Silent Letter Reactivation
English keeps certain consonants in spelling even when they're silent, because they become audible in derived forms. Ingglish removes silent consonants, then shows them when they return:
| Family | English | Ingglish | What changed |
|---|---|---|---|
| sign / signal | sign / signal / signature | sain / signal / signacher | silent "g" returns |
| bomb / bombard | bomb / bombard | bom / bombard | silent "b" returns |
| condemn / condemnation | condemn / condemnation | kandem / kondamnayshan | silent "n" returns |
| malign / malignant | malign / malignant | malain / malignant | silent "g" returns |
| paradigm / paradigmatic | paradigm / paradigmatic | pairadaim / pairadigmatik | silent "g" returns |
| debt / debit | debt / debit | det / debit | silent "b" returns |
| resign / resignation | resign / resignation | rizain / rezagnayshan | silent "g" returns |
| autumn / autumnal | autumn / autumnal | awtam / awtuhmnal | silent "n" returns |
Stress-Induced Vowel Reduction
When stress shifts between forms, unstressed vowels reduce to schwa, changing the Ingglish spelling:
| Family | English | Ingglish | What changed |
|---|---|---|---|
| photograph / photography | photograph / photography | fohtagraf / fatografee | stress shift changes /oʊ/ -> /&schwa;/ |
| condemn / condemnation | condemn / condemnation | kandem / kondamnayshan | multiple vowels shift |
| receipt / receive | receipt / receive | riseet / raseev | /ι/ -> /&schwa;/ |
Multiple Effects Combined
Some word families combine vowel shifts, silent letter reactivation, and stress changes:
| Family | English | Ingglish | Effects |
|---|---|---|---|
| receipt / receive / reception | receipt / receive / reception | riseet / raseev / risepshan | vowel shift + stress + consonant change |
| muscle / muscular | muscle / muscular | muhsal / muhskyaler | vowel change + consonant insertion |
| know / knowledge | know / knowledge | noh / nolaj | silent "k" + vowel shift |
Improved Relationships
In a few cases, Ingglish's consistent consonant spelling makes morphological relationships clearer than English:
| Family | English problem | Ingglish improvement |
|---|---|---|
| magic / magician / magical | "c" represents /k/, /∫/, and /k/ | "k" consistently represents /k/, "sh" represents /∫/ |
| electric / electricity | "c" represents /k/ and /s/ | "k" and "s" are explicit |
| cone / conic / conical | "c" represents /k/ in "cone" but could be /s/ | "k" is unambiguous |
These improvements are modest: Ingglish clarifies consonant ambiguities but breaks vowel relationships more often than it fixes consonant ones.
Summary
| Category | Count | Pattern |
|---|---|---|
| Preserved | ~10 families | Root pronunciation stays similar across forms |
| Broken by vowel shift | ~9 families | Long/short vowel alternation (sane/sanity pattern) |
| Broken by silent letters | ~8 families | Consonants appear/disappear (sign/signal pattern) |
| Broken by stress shift | ~3 families | Unstressed vowels reduce to schwa |
| Improved | ~3 families | Consistent consonant spelling |
The vowel shift alternation is the dominant pattern. In English, the shared spelling of root vowels (a_e/a, ee/e, i_e/i) acts as a visual morphological marker. Ingglish, by faithfully representing pronunciation, must use different vowel spellings for different vowel sounds, even when the words are morphologically related.

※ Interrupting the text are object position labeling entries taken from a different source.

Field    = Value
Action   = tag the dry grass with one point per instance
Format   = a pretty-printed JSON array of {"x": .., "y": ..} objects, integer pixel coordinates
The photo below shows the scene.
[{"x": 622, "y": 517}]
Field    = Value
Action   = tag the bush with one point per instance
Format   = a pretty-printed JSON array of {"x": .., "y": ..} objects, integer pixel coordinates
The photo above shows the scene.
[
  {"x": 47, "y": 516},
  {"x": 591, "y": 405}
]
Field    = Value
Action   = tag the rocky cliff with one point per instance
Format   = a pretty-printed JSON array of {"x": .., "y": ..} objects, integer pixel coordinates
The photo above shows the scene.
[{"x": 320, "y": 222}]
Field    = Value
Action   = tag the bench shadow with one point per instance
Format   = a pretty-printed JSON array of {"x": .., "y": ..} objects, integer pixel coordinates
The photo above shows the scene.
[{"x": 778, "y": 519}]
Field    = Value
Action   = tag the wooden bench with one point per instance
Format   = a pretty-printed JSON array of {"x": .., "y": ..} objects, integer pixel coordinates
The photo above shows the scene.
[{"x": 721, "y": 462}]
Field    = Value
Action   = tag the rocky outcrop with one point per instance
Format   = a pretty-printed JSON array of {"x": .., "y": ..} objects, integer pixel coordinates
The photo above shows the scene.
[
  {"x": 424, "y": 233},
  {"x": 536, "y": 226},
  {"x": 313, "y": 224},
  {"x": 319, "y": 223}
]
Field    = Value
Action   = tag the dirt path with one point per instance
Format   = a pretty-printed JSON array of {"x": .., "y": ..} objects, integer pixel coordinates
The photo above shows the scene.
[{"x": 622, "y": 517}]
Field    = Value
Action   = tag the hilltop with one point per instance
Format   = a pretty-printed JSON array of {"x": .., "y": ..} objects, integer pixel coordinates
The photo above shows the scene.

This is the fundamental tradeoff of any phonemic spelling system: you gain the ability to predict pronunciation from spelling, but you lose some of the visual connections between related words. Whether this tradeoff is worthwhile depends on whether you prioritize reading (decoding) or spelling (encoding), and on how much context helps readers recognize word families despite spelling differences.